Scientists know a lot about click beetles, but not nearly as much about wireworms, the immature stage of click beetles, he said. Working with him on that is Frank Etzler of Buffalo, N.Y., a master’s degree student in entomology. Etzler works in Ivie’s lab.

Morales-Rodriguez is also evaluating the effectiveness of biological controls, such as bacteria and fungus, against wireworms. He is conducting experiments to see which chemicals work best. He said lindane was highly effective, but the insecticide can no longer be used in agriculture. The U.S. Environmental Protection Agency started restricting its use in the 1970s and completely banned it for agriculture in 2007.

Morales-Rodriguez is analyzing four types of traps, as well. Brelsford and Rohwer currently use all four traps to capture their worms.
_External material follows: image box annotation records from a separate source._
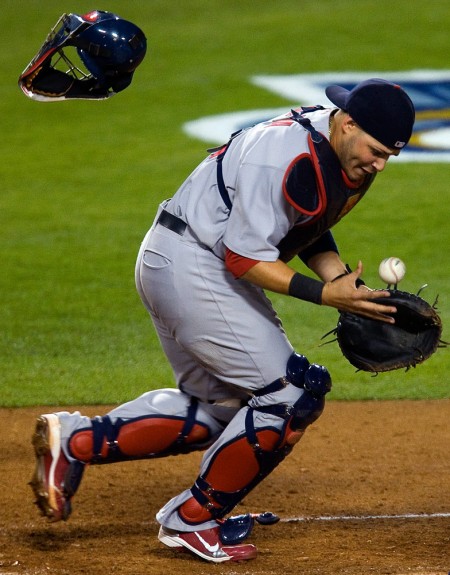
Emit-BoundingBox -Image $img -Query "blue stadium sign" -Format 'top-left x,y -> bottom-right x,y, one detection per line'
183,70 -> 450,162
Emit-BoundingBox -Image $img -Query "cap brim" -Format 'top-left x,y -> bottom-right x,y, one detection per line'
325,86 -> 350,110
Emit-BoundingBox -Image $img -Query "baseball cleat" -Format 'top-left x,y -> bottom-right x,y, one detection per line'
29,414 -> 84,521
158,526 -> 257,563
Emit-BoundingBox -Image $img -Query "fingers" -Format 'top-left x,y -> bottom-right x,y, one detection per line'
322,272 -> 397,323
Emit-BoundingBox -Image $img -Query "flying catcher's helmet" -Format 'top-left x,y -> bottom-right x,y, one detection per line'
19,10 -> 147,101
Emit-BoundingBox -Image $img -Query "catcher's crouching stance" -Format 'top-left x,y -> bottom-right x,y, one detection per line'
31,353 -> 331,562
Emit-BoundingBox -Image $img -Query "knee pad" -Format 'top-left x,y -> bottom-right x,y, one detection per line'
179,354 -> 331,525
69,390 -> 222,464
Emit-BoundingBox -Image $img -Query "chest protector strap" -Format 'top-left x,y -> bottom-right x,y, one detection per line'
277,110 -> 375,261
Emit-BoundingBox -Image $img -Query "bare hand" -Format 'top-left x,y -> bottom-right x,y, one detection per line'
322,262 -> 397,323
In another project, Morales-Rodriguez is conducting a wireworm survey in conjunction with Wanner and MSU Extension. Participating producers request traps from MSU, set the traps in their grain fields and send the contents to MSU.

“We don’t really know too much about the life cycle and all the biological manifestations of wireworms in Montana,” Morales-Rodriguez said. “We assume their life cycle is three to five years, but some people report seven years.”
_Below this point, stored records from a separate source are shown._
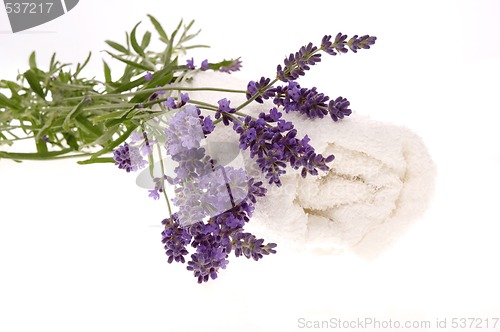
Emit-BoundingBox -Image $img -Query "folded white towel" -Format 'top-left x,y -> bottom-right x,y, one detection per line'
179,73 -> 435,257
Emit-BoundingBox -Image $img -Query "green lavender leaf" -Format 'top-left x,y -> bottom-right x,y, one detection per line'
24,69 -> 45,100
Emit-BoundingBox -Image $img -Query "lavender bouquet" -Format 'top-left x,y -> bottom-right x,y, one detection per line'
0,16 -> 376,283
Morales-Rodriguez said wireworms live all over the world, and only some species cause problems. In fact, they often eat other insects that might be considered pests. But everything changes when the wireworms encounter agricultural land and do what comes naturally – eat. Then they become pests themselves.

As he tries to understand how wireworms function in Montana, Morales-Rodriguez said he appreciates the help he’s gotten from all his collaborators, including Rohwer and Brelsford.

“They are really, really good workers and hard workers,” he said of the worm trappers.

Rohwer is a senior in biotechnology (microbial systems). Brelsford is a sophomore in pre-med. Both said they enjoy research. Brelsford added that he likes the fact that the wireworm projects often send him outdoors.

Others working with Morales-Rodriguez are scientists at MSU’s Agricultural Research Centers – particularly John Miller and Grant Jackson at Conrad and David Wichman at Moccasin. MSU Extension Agent Dan Picard of Conrad is involved, as well.

Funding for the wireworm research comes from the U.S. Department of Agriculture’s “Crops at Risk” program and from industrial support.